Trudeau says new cabinet to be sworn in on Nov. 20, vows to work with opposition

Trudeau says he has no plans to establish any sort of formal coalition

Prime Minister Justin Trudeau addresses the media during a press conference at the National Press Theatre in Ottawa on Wednesday, Oct. 23, 2019. (Adrian Wyld / THE CANADIAN PRESS)

Prime Minister Justin Trudeau addresses the media during a press conference at the National Press Theatre in Ottawa on Wednesday, Oct. 23, 2019. (Adrian Wyld / THE CANADIAN PRESS)

Prime Minister Justin Trudeau says he will unveil his new cabinet on Nov. 20 and is vowing to work with opposition parties — his first public comments since election night, when voters handed the Liberals a minority mandate.

However, Trudeau says he has no plans to establish any sort of formal coalition.

He is promising to make his cabinet gender-balanced, just as it was in 2015 when he first assumed office.

Trudeau is also vowing to find a way to ensure that Alberta and Saskatchewan have a voice in cabinet after the Liberals didn’t earn a seat in either province.

He says he has already spoken with Alberta Premier Jason Kenney and Saskatchewan Premier Scott Moe, as well as other western politicians like Calgary Mayor Naheed Nenshi, to get the region’s issues in front of the government and bridge any political divides.

READ MORE: Trudeau must keep promise to support the West, Kenney and Moe say

Trudeau is also vowing to forge ahead with the Trans Mountain pipeline project, saying that it is in the national interest — even if it is opposed by New Democrat and Green MPs, whose support he is going to need to implement the government’s agenda.

Reflecting on Monday’s vote, Trudeau says Canadians gave him a lot to think about, and that he will take the time necessary to reflect on how to work with the other parties.

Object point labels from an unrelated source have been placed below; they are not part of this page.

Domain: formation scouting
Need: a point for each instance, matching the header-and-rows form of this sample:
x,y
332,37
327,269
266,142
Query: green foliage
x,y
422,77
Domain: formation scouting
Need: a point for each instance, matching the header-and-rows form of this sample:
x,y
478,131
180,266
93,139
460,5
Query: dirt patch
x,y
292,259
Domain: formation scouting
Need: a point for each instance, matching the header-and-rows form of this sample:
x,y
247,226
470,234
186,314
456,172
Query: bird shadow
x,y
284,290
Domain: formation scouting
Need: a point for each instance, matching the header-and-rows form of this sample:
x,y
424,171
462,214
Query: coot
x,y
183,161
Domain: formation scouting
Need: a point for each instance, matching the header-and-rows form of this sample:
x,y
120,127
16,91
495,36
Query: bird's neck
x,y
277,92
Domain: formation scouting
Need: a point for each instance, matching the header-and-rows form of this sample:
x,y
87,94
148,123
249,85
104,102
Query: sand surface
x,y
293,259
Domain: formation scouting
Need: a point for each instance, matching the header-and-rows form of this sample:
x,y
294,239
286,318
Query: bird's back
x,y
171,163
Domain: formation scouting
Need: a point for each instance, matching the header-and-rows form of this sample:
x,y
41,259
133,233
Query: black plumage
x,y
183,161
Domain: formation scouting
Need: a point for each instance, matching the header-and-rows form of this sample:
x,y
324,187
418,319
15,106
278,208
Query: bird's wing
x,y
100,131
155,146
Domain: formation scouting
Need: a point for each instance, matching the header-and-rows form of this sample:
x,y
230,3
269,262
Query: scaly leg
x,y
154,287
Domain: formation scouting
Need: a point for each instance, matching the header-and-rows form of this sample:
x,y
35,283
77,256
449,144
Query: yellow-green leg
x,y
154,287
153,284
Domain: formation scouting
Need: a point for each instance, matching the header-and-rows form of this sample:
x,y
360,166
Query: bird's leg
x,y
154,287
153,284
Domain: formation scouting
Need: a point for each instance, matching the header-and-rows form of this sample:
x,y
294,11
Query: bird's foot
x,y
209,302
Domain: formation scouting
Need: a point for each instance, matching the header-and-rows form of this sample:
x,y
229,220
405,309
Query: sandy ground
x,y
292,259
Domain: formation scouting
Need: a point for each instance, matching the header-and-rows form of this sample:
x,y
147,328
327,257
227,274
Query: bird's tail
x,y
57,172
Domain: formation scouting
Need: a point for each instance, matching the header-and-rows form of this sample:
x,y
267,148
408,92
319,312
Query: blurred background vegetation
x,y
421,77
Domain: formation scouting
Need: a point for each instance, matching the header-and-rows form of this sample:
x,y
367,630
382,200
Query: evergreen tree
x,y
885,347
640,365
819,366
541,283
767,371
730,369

Conservative Leader Andrew Scheer has put the onus on Trudeau to work with the provinces and opposition parties over the coming months, while NDP Leader Jagmeet Singh has said he wants Trudeau to address his party’s key priorities in exchange for New Democrat support.

Trudeau says Canadians have sent a clear message to the House of Commons that they want new MPs to work together in Parliament to address climate change and the cost of living.

The prime minister says one of his re-elected government’s first acts will be to introduce a bill to reduce taxes for the middle class, which the Liberals promised in their election platform.